The Loss Functions tells us “how good” our model is at making predictions for a given set of parameters. The cost function has its own curve and its own gradients. The slope of this curve tells us how to update our parameters to make the model more accurate.

There are two parameters in our cost function we can control: $w$ (weight) and $b$ (bias). Since we need to consider the impact each one has on the final prediction, we need to use partial derivatives. We calculate the partial derivatives of the cost function with respect to each parameter and store the results in a gradient.

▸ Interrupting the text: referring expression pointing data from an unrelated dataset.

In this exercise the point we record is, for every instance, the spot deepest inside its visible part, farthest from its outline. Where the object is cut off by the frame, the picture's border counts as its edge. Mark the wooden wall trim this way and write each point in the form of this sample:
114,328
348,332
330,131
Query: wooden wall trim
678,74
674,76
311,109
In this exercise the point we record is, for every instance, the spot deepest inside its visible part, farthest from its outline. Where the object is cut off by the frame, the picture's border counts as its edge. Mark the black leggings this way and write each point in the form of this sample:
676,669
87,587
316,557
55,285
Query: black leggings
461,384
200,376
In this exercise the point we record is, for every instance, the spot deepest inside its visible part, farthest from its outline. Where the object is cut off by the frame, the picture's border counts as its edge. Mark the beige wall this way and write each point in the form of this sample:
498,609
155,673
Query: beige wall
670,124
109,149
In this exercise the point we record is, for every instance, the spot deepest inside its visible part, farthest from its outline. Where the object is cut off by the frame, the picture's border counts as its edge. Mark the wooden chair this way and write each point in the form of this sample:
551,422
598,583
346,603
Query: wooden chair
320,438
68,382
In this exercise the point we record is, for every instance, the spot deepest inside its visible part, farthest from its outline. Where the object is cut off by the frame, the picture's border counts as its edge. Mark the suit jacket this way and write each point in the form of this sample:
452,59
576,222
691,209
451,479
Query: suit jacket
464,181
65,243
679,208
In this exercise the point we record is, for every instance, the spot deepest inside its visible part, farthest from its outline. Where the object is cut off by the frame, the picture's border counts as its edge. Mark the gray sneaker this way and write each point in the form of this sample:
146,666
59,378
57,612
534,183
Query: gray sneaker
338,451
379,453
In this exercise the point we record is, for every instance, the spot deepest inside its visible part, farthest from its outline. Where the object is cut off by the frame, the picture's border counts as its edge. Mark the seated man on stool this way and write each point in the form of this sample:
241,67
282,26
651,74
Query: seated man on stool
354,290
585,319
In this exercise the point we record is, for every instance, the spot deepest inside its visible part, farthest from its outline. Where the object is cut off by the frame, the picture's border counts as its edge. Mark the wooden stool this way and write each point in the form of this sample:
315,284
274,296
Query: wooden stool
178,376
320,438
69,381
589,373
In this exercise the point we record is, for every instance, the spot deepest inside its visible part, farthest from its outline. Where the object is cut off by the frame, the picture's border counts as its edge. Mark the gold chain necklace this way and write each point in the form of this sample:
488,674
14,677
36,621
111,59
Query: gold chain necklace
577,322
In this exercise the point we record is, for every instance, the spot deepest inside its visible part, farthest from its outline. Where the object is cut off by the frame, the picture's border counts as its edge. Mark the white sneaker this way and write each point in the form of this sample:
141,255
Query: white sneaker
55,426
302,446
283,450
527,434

We have the following equations:

1. $ z = w \cdot x + b $
2. $ \hat y = S(z) $
3. $ \mathcal{L} (\hat y, y) = -[y\log(\hat y) + (1 - y)\log(1 - \hat y)] $

and what we need to compute 
$$ \frac{\partial \mathcal{L}}{\partial w}, \frac{\partial \mathcal{L}}{\partial b} $$

And for this we will use the chain rule as follows:

$$ \implies \frac{\partial \mathcal{L}}{\partial w} = \frac{d\mathcal{L}}{d\hat y} \cdot \frac{d \hat y}{dz} \cdot \frac{\partial z}{\partial w} $$

and

$$ \implies \frac{\partial \mathcal{L}}{\partial w} = \frac{d\mathcal{L}}{d\hat y} \cdot \frac{d \hat y}{dz} \cdot \frac{\partial z}{\partial w} $$

> Solve these on your own and get to the requires solution. It might be tricky, but the concept from  MATH F111 and MATH F112 should help

> Hint 1: The derivative o the sigmoid function is given by:
$$ \frac{dS(z)}{dz} = S(z)(s - S(z)) $$
Hint 2: 
For reasons you will soon see, the shape of $ \frac{\partial \mathcal{L}}{\partial w}$ and $ w $ must be equal. Similarly for $b$

The Final solution for these equations has the following structure:

$$ \implies \frac{\partial \mathcal{L}}{\partial w} = (\hat y - y) \cdot x^T $$

$$ \implies \frac{\partial \mathcal{L}}{\partial b} = (\hat y - y) $$

Now, we must update our parameters $ w $ and $b$.
For this we use the gradient descent Optimizer. The algorithm for this is: 

$$ w := w - \alpha \frac{\partial \mathcal{L}}{\partial w} $$


$$ b := b - \alpha \frac{\partial \mathcal{L}}{\partial b} $$

This process must be repeat thousands of time, before we can reach the minima.